Architecture of a bygone era is fascinating – the simplicity of the structure along with the complexity of its sculptures. Minimalism manifests itself in the materials and tools in comparison to modern-day structures; the ability to withstand the elements and invasions to remain a majestic sight, is a marvel in itself.
One such wonder to behold is the Lepakshi temple in Andhra Pradesh. A short drive from Bangalore takes us to this obscure but brilliant piece of architecture steeped in mythology and fantasy. Built solely on rocky terrain, the surface area of the temple is uneven and built without the use of binding elements much less a foundation is sheer genius at work. Another gem in the crown of the Vijayanagara Empire’s architectural expertise and cultural affinity.It has a captivating story woven around it.
The main mantapa, travellers’ quarters and garbagruha complexes are completed with daily poojas and rituals in full swing while the incomplete structure behind the temple complex has an enchanting tale behind it; following shortly. The main mantapa starts with a lobby area where culture flourished – dances, dramas, musical shows and other sermons were conducted which in itself was a sight to gape. Sculptures of dancers and musicians along with a few animal forms of mythological significance adorn the pillars signifying the rich cultural heritage of the empire.
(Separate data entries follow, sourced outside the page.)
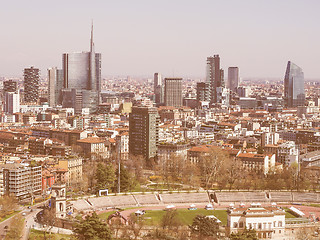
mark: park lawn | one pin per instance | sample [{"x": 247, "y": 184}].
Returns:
[
  {"x": 153, "y": 217},
  {"x": 105, "y": 215},
  {"x": 8, "y": 216},
  {"x": 222, "y": 216},
  {"x": 38, "y": 235}
]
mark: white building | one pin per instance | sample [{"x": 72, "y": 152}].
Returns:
[
  {"x": 269, "y": 222},
  {"x": 288, "y": 153}
]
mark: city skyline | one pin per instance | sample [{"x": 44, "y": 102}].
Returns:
[{"x": 172, "y": 38}]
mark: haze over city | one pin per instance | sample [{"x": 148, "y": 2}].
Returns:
[{"x": 172, "y": 37}]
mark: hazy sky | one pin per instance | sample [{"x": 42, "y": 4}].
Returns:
[{"x": 140, "y": 37}]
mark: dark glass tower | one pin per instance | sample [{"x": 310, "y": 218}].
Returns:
[
  {"x": 144, "y": 132},
  {"x": 173, "y": 92},
  {"x": 31, "y": 84},
  {"x": 82, "y": 79},
  {"x": 294, "y": 94}
]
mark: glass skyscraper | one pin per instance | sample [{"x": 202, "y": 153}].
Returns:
[
  {"x": 82, "y": 79},
  {"x": 294, "y": 94}
]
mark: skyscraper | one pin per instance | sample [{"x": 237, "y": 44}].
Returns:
[
  {"x": 233, "y": 78},
  {"x": 11, "y": 102},
  {"x": 9, "y": 86},
  {"x": 144, "y": 131},
  {"x": 173, "y": 92},
  {"x": 82, "y": 77},
  {"x": 294, "y": 94},
  {"x": 158, "y": 89},
  {"x": 31, "y": 85},
  {"x": 55, "y": 86},
  {"x": 213, "y": 76}
]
One of the main attractions of the temple is the Hanging Pillar which has an interesting past. History has it that the British invaders, envious of the architectural prowess of our ancestors, wanted to force the hanging pillar to rest on the ground. When manual methods failed, equipment was brought in to force it to touch the ground. But the slightest movement of the pillar resulted in movement and misalignment of the other supporting pillars and the whole structure to some extent and hence were left with no choice but to abort and accept the genius.
The frescoes on the ceiling depict various stories and situations of which no one has a valid explanation for but a deeper search could yield some more astounding wisdom. These were made entirely of natural materials and palettes used for mixing were dug out of the stone surface on the floor, etchings of which are still visible. These frescoes or murals depict the cultural heritage of the period and close observation reveals people of different regions, some with Oriental features and some with different skin shades. India has been of liberal thinking and open culture all the while maintaining its ethics which is evident from the clothing style.
The incomplete mantapa complex behind the temple comes with a dramatic version of the court happenings. Legend has it that the king had entrusted building of the temple to his loyal minister who took up the task diligently and with religious fervor. But the other courtiers, who could not tolerate the attention and free hand the minister had at the treasury, poisoned the king’s mind with dubious stories of embezzlement citing circumstantial evidence. While the minister was in the last stages of constructing a marriage hall akin to the mythological marriage of Shiva in Mt. Kailash, the King ordered the ministers’s eyes to be gorged out. While the top pictures depict the incomplete yet intricate structure, the bottom picture shows the place where his eyes were thrown. Note the red taint on the wall which the guide and locals claim is the blood from the minister’s eye. Disbelievers can scoff at the claim. Modern tests have proved that it is indeed human blood traces, but either way, what it is and how it has remained for centuries is still a mystery.
Note the floor carvings resembling an Indian style plate. This was truly meant for the travelers to eat different types of food in the various compartments when they could not carry the entire cutlery. People traveled from far which took days, so would carry groceries to cook wherever they halted which were temples more often than not. The lion has retained a notable recognition in all sculptures of the Vijayanagara dynasty and can be found in all temples in different forms. The last picture shows a big foot claimed to be that of Sita’s when she stamped on the ground to provide water to Jatayu who lay dying. Though there are many such stories in many places across the subcontinent, the geographical location of Lepakshi instills a doubt if it just could be true.
A fantasy person or a factual one, an architectural buff or a religious soul, Lepakshi is a must visit to appreciate the artistry and aptitude of Incredible India.